Oncology & Hematology Coding Alert

E/M Coding:

3 Questions Get to the Heart of Physical Exam Guideline Options

1995 vs. 1997 guidelines: Limit yourself to one set per claim.

Whether you need a quick link to 1995 and 1997 E/M guidelines or a refresher on how the guidelines differ for the exam component, the answers to three FAQs can help keep your physical exam selection on track.

1. Where Do I Find Exam Level Guidelines?

There are two sets of guidelines you should be familiar with before trying to determine the level of the physicalexamination key component for your E/M coding: 1995 and 1997 guidelines. You may download them from www.cms.gov/MLNEdWebGuide/25_EMDOC.asp.

Either set of guidelines can help you determine which of the following four levels of examinations your oncologist completed during an E/M service: problem-focused, expanded problem-focused, detailed, and comprehensive.

Understanding the guidelines is important because the level of exam can be a factor in many E/M codes, such as outpatient/office codes 99201-99205 (Office or other outpatient visit for the evaluation and management of a new patient, which requires these 3 key components ...) for new patients or 99212-99215 (Office or other outpatient visit for the evaluation and management of an established patient, which requires at least 2 of these 3 key components ...) for established patients.

2. How Do 1995 and 1997 Guidelines Differ?

The exam element is the most significant difference between the two sets of guidelines.

1997: The 1997 guidelines include specific physical exam elements that must be addressed in the documentation.

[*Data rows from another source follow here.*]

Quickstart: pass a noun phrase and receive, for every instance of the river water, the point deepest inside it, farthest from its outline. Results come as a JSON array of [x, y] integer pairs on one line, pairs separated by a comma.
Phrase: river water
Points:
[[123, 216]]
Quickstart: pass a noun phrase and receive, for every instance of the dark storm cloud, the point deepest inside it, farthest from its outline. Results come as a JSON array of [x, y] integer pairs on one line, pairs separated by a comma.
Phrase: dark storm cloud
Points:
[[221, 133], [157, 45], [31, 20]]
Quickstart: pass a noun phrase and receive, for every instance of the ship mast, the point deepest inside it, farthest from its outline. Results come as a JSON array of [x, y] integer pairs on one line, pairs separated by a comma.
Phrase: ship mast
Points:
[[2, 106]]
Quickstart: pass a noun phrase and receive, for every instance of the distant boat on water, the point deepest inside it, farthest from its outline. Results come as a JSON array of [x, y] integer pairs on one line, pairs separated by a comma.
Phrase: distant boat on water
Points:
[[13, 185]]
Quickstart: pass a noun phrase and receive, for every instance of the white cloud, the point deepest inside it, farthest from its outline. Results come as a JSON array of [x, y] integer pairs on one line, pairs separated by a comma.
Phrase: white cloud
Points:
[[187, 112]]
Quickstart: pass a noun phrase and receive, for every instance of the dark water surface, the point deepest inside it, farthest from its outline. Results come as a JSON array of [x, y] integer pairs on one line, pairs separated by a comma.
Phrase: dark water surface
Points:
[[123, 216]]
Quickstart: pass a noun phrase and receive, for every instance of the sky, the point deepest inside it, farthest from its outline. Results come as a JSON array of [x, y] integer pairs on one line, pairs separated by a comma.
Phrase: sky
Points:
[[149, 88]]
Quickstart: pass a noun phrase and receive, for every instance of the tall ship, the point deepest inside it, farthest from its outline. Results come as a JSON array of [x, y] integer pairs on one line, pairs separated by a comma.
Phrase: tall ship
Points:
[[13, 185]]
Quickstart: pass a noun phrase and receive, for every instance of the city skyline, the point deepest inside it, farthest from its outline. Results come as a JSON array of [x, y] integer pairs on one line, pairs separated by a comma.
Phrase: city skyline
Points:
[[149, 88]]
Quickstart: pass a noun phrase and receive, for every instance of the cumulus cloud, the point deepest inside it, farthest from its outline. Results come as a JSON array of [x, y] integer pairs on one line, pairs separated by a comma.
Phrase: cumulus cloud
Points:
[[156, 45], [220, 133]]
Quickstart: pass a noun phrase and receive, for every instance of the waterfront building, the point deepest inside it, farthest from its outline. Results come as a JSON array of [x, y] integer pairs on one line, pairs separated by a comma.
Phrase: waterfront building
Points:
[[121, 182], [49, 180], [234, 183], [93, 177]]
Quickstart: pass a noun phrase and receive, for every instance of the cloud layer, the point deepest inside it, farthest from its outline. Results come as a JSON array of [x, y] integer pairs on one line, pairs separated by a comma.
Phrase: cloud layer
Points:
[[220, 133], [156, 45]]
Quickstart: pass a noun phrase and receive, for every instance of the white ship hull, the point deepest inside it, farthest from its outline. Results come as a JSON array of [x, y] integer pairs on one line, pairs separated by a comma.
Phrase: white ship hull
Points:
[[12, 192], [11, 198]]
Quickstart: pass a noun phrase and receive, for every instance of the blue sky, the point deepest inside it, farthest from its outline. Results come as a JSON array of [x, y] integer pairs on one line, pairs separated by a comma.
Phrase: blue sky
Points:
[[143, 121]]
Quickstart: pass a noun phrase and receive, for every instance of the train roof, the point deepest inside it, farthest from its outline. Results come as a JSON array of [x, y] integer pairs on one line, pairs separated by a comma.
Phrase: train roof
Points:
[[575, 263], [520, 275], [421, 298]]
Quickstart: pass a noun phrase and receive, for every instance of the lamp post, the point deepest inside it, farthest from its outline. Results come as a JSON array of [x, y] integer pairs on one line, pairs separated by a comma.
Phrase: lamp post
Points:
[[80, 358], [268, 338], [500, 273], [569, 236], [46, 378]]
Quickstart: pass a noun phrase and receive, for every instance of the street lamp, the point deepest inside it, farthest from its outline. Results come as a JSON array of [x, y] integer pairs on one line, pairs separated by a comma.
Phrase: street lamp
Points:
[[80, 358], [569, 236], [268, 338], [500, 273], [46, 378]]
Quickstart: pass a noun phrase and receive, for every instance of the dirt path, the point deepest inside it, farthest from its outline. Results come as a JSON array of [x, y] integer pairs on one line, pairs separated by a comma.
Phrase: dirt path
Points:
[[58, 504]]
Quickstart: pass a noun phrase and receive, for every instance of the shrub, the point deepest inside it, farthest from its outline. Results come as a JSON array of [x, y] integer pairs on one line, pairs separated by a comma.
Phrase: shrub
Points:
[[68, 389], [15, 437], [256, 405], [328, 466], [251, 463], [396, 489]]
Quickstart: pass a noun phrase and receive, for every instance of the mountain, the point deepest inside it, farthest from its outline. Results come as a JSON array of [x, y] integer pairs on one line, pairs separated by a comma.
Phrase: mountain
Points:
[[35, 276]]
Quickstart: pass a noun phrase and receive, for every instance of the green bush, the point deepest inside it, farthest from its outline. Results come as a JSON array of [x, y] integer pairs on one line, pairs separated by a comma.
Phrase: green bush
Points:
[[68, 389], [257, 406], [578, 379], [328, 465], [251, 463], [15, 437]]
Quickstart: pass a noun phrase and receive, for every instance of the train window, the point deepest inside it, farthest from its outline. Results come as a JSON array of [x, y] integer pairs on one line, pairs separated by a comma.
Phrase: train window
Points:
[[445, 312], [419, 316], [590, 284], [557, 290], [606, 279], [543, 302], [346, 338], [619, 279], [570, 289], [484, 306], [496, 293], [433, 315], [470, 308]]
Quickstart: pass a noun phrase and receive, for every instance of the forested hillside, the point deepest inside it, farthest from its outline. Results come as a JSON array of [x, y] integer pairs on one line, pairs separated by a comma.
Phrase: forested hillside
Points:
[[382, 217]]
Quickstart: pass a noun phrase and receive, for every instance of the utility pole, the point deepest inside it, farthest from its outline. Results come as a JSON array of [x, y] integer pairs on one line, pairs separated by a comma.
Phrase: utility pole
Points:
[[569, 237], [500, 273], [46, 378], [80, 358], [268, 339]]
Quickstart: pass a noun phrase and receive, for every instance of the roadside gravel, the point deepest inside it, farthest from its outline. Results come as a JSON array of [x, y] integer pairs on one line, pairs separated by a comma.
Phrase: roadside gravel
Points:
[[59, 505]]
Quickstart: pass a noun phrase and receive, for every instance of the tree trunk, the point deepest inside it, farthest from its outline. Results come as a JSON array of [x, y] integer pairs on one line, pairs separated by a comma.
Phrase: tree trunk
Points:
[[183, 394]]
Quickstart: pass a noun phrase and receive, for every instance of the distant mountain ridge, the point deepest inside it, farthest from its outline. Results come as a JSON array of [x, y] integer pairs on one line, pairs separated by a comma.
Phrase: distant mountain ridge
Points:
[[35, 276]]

If a physician addresses elements other than those specified in the guidelines, the physician will not necessarily receive credit for that element in the level of service. Also, if the language pertaining to an exam element included in the documentation differs from the language included in the guidelines, an auditor who has not had much clinical experience may accidentally exclude the element from being credited in the level of service.

1995: The 1995 guidelines are much less restrictive. They allow the physician to make any comment in any of the designated body areas and/or organ systems he examines. What the physician examines within the areas and systems and the wording she chooses to document are ultimately decided by the physician. (Check back next month for a Clip and Save tool to see how to count the elements for each set of guidelines and choose your code level.)

3. Which Guidelines Should I Use?

You don't have to pick one set of guidelines and stick with them every time you code an E/M service. You can switch between 1995 and 1997. "Given that per Medicare, 'carriers and A/B Medicare Administrative Contractors are to continue reviews using both the 1995 and 1997 documentation guidelines (whichever is more advantageous to the physician),' physician practices are not restricted to using only one of the guidelines," says Marvel J. Hammer, RN, CPC, CHCO, president of MJH Consulting in Denver. (You'll find this statement from Medicare at the same website as above, www.cms.gov/MLNEdWebGuide/25_EMDOC.asp.)

You can choose whichever set of guidelines is most advantageous for each encounter, says Suzan Berman, CPC, CEMC, CEDC, senior manager of coding education and documentation compliance with UPMC in Pittsburgh, Pa.

Essential: The key is that you have to use either the 1995 or the 1997 guidelines for a single encounter. For example, you may not use the 1997 guidelines for the history element and then 1995 guidelines to score the exam.

Caution: Before deciding which guidelines to use, "practices should be aware of any special requirements that are part of their contracts with their insurers," warns Marcella Bucknam, CPC, CCS-P, CPC-H, CCS, CPCP, COBGC, CCC, manager of compliance education for the University of Washington Physicians Compliance Program in Seattle.

So which should you use? "Typically the 1995 documentation guidelines are going to be more advantageous for most practices," Bucknam explains. "This is because they are more flexible and also because they reflect the way most physicians were taught to document. However, some physicians may have been taught or may have developed good documentation practices around the 1997 guidelines, and this may be advantageous to them." Some coders also have found that the 1997 exam is more advantageous to their particular practice's specialty, such as dermatology and neurology, due to the specialized nature of a comprehensive examination.

Bottom line: Choosing between the two guidelines can be difficult, but until a better system is in place, coders may use the set that is more beneficial for each visit note.